Hi, I am trying to use numpy.gentxt to import a csv for classification using scikit-learn. The first column in the csv is a string type class label while 200+ extra columns are integer features. Please I wish to find out how I can use the gentext function to specify a dtype of string for the first column while specifying int type for all other columns.
I have tried using "dtype=None" as shown below, but when I print dataset.shape, I get (number_or_rows,) i.e no columns are read in: dataset = np.genfromtxt(file,delimiter=',', skip_header=True)

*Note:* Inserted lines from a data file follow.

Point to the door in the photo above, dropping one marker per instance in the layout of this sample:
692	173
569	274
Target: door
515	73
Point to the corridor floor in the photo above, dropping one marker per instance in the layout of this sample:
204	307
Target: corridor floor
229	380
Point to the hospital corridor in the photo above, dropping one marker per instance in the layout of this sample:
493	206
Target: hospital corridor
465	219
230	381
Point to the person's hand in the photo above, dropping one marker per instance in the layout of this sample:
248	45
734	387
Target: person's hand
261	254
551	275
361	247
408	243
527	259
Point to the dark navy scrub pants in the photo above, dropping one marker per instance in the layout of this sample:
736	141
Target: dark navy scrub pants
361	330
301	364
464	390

I also tried setting the dtypes as shown in the examples below, but I get the same error as dtype=None: a: dataset = np.genfromtxt(file,delimiter=',', skip_header=True, dtype=['S2'] + [ int for n in range(241)],) b: dataset = np.genfromtxt(file,delimiter=',', skip_header=True, dtype=['S2'] + [ int for n in range(241)],names=True )

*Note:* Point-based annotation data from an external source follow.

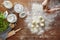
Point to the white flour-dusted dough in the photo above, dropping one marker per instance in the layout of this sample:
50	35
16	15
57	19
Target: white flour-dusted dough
8	4
36	14
11	18
6	14
18	8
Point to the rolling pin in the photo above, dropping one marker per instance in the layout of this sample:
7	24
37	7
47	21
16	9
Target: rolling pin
13	32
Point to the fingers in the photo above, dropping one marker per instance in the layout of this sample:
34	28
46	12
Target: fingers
12	25
45	2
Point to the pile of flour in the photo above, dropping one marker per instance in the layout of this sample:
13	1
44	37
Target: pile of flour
36	11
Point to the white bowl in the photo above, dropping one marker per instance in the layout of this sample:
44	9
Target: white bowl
11	18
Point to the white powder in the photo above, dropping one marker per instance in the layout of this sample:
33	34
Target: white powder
36	11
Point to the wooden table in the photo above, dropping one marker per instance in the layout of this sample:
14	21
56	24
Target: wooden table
25	34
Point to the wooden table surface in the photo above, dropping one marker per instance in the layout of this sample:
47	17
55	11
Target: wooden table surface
25	34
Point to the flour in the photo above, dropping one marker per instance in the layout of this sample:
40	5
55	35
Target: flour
36	11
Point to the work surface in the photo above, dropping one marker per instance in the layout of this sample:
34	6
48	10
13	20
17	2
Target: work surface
25	34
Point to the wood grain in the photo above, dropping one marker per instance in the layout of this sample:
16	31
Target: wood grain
25	34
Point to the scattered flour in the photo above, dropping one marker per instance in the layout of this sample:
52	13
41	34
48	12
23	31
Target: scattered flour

Any thoughts? Thanks for your assistance.
Dammy
-- View this message in context: http://numpy-discussion.10968.n7.nabble.com/Using-gentxt-to-import-a-csv-wit... Sent from the Numpy-discussion mailing list archive at Nabble.com.
Hi Dammy,
I really don't know how to test your issue, but you could try np.readtxt, or in the last case using pandas (read_csv) could do this for you.
Cheers, Arnaldo.
On Thu, May 7, 2015 at 2:26 AM, Dammy damilarefagbemi@gmail.com wrote:
Hi, I am trying to use numpy.gentxt to import a csv for classification using scikit-learn. The first column in the csv is a string type class label while 200+ extra columns are integer features. Please I wish to find out how I can use the gentext function to specify a dtype of string for the first column while specifying int type for all other columns.

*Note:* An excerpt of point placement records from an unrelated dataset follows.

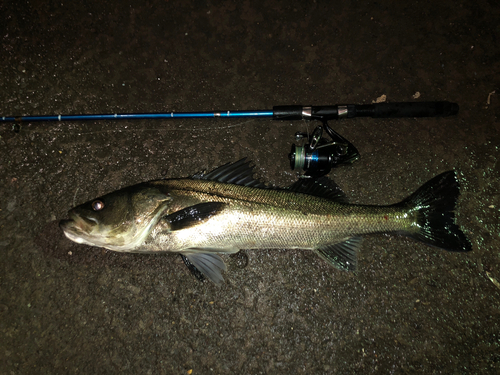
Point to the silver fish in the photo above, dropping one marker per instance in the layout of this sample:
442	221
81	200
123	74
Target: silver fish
227	210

I have tried using "dtype=None" as shown below, but when I print dataset.shape, I get (number_or_rows,) i.e no columns are read in: dataset = np.genfromtxt(file,delimiter=',', skip_header=True)
I also tried setting the dtypes as shown in the examples below, but I get the same error as dtype=None:
these dtypes will create structured arrays: http://docs.scipy.org/doc/numpy/user/basics.rec.html
so it is expected that the shape is the number of rows, the colums are part of the dtype and can be accessed like a dictionary:
In [21]: d = np.ones(3, dtype='S2, int8')
In [22]: d Out[22]: array([('1', 1), ('1', 1), ('1', 1)], dtype=[('f0', 'S2'), ('f1', 'i1')])
In [23]: d.shape Out[23]: (3,)
In [24]: d.dtype.names Out[24]: ('f0', 'f1')
In [25]: d[0] Out[25]: ('1', 1)
In [26]: d['f0'] Out[26]: array(['1', '1', '1'], dtype='|S2')
In [27]: d['f1'] Out[27]: array([1, 1, 1], dtype=int8)